Feb 01, 2023

Making Big Data Feel Small: Analysis of Hacker News Stories with BigQuery and Ibis (Part 1)

Marlene Mhangami

Cover Image

If you follow my work, you know I love analyzing data sets with open source tools like Ibis. I’m also interested in finding the most efficient ways to access and draw insights from big datasets with Python.

Lately, I’ve noticed an uptick in the Ibis community using Google BigQuery to source large datasets. This inspired me to take a closer look. As a refresher, BigQuery is a Google Cloud product for storing and accessing very large datasets quickly. The BigQuery Public Datasets Program makes useful big datasets available to the general public by storing and hosting them on their platform. One particularly interesting dataset available through the program is the Hacker News dataset; it contains all the stories and comments from Hacker News since its launch in 2006 to present (updated daily)

Hacker News (HN) is a social website focusing on computer science and entrepreneurship. It is estimated that the site attracts more than three million views per day across 300,000+ daily users (source.) For anyone involved in the world of technology, HN is a treasure trove of information and managing to get onto the front page could mean your blog post, product, etc., goes viral. Knowing all of this, I thought it would be helpful to explore the dataset and gather some insights.


A New Approach to Data Analysis

One of the more frustrating parts of using BigQuery for analyzing data is that to access the data you need, you must use SQL. For many data scientists that are accustomed to using Python for data analysis, this can be error prone and make code harder to test.

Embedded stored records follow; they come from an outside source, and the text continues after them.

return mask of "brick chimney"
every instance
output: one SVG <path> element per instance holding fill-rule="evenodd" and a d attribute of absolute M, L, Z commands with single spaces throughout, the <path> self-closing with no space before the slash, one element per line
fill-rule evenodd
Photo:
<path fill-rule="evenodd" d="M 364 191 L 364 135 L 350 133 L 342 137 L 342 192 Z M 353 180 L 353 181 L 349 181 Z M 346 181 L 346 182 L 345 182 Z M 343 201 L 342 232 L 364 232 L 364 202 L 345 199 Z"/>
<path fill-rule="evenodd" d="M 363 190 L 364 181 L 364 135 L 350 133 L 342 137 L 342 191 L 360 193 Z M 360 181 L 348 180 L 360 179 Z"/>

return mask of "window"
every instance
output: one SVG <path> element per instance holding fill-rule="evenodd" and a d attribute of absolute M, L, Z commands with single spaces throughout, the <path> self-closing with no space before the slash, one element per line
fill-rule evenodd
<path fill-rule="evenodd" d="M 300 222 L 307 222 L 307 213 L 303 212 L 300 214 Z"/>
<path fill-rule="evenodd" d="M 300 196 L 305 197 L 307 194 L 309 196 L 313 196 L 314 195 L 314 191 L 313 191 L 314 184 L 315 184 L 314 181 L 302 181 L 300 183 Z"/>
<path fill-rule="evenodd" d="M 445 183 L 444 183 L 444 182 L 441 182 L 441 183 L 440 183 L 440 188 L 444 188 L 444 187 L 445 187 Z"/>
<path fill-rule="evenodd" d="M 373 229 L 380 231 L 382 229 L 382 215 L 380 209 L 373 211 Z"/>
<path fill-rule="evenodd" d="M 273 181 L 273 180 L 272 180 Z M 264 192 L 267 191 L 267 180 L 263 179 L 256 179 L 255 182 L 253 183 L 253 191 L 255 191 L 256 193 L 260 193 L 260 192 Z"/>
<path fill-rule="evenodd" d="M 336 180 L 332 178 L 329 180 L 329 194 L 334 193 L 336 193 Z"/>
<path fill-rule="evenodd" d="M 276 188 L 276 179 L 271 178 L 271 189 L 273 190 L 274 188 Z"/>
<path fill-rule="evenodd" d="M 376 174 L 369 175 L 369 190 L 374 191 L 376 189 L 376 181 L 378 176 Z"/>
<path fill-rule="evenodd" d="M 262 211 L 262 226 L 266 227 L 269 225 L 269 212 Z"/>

More recently, I’ve found Ibis is an excellent solution to this problem. Ibis provides a uniform Python interface for a large number of database engines— including BigQuery! In this article, I’ll show you what this looks like by connecting to BigQuery from my local dev environment and analyzing the Hacker News dataset in a Jupyter Notebook. You can find the notebook here if you’d like to access the code to follow along on your own. Let’s get started!


Import the Necessary Libraries

I started by installing ibis-framework and ibis-bigquery, which are the only libraries needed to access data from BigQuery. I then imported Ibis and set interactive mode to True. This makes sure the results of any queries are printed to the console.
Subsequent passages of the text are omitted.